Early Life and Career
Childhood and Athletic Beginnings
Tom Selleck was born on January 29, 1945, in Detroit, Michigan, and grew up in Sherman Oaks, California. From an early age, he was involved in sports, particularly basketball. which played a significant role in his physical development. His athletic pursuits continued into college. where he attended the University of Southern California (USC) on a basketball scholarship. This early involvement in sports laid a strong foundation for his physical health and disciplined lifestyle.
Transition to Acting
Selleck's transition from an athlete to an actor came with its physical demands. His first significant role in "Magnum P.I." required him to perform various stunts and maintain a fit appearance.

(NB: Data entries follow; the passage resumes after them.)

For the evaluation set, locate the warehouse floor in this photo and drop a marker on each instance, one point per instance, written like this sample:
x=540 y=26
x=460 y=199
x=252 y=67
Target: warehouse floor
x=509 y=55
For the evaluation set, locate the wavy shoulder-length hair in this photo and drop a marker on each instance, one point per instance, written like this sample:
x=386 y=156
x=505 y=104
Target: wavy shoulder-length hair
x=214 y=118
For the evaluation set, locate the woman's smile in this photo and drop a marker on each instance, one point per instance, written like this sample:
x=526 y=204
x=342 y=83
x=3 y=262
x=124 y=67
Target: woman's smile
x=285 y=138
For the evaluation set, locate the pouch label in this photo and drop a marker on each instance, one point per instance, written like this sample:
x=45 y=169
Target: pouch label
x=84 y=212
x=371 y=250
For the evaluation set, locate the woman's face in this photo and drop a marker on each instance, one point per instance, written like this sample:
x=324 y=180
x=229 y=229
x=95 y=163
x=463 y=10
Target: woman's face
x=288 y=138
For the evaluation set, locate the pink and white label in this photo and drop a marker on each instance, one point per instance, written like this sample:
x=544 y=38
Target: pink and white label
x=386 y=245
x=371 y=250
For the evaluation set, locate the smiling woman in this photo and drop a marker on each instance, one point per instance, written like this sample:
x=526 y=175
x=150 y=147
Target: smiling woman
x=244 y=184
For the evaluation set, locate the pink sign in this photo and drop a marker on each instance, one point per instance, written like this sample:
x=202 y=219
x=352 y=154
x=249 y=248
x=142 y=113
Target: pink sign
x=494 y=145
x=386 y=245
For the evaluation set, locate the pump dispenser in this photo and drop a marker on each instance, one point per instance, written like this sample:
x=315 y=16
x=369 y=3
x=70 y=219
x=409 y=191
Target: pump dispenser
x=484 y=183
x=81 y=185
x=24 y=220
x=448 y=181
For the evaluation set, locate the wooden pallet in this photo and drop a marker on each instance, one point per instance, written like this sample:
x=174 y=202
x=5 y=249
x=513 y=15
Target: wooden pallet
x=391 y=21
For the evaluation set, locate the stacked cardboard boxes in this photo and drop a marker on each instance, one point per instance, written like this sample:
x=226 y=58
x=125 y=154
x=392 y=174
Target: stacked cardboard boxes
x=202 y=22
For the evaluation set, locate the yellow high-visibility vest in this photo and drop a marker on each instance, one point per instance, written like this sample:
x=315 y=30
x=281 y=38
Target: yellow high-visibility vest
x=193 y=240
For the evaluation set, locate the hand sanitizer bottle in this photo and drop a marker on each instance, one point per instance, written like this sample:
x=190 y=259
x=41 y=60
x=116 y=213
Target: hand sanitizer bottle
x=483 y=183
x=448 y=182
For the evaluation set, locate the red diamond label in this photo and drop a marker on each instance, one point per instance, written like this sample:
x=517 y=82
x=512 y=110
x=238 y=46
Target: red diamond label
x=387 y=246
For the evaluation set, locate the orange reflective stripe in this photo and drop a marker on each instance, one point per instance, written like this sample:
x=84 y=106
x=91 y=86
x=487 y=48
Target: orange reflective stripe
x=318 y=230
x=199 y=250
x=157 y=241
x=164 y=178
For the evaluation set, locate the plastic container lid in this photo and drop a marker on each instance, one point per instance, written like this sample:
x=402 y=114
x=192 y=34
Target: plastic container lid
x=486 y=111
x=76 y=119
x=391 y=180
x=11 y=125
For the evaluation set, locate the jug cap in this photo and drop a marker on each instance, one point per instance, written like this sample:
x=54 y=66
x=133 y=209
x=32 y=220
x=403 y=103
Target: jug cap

This role, which he played from 1980 to 1988. necessitated a rigorous fitness routine to meet the show's demands. setting the stage for his long-term commitment to health and wellness.
Fitness Regimen
Workout Routine
Tom Selleck health and fitness regimen has evolved. adapting to his changing roles and age. During his "Magnum, P.I." days. Selleck's workouts were intense and focused on building and maintaining muscle mass. His routine included weightlifting, cardiovascular exercises. and specific training for the stunts he performed on the show.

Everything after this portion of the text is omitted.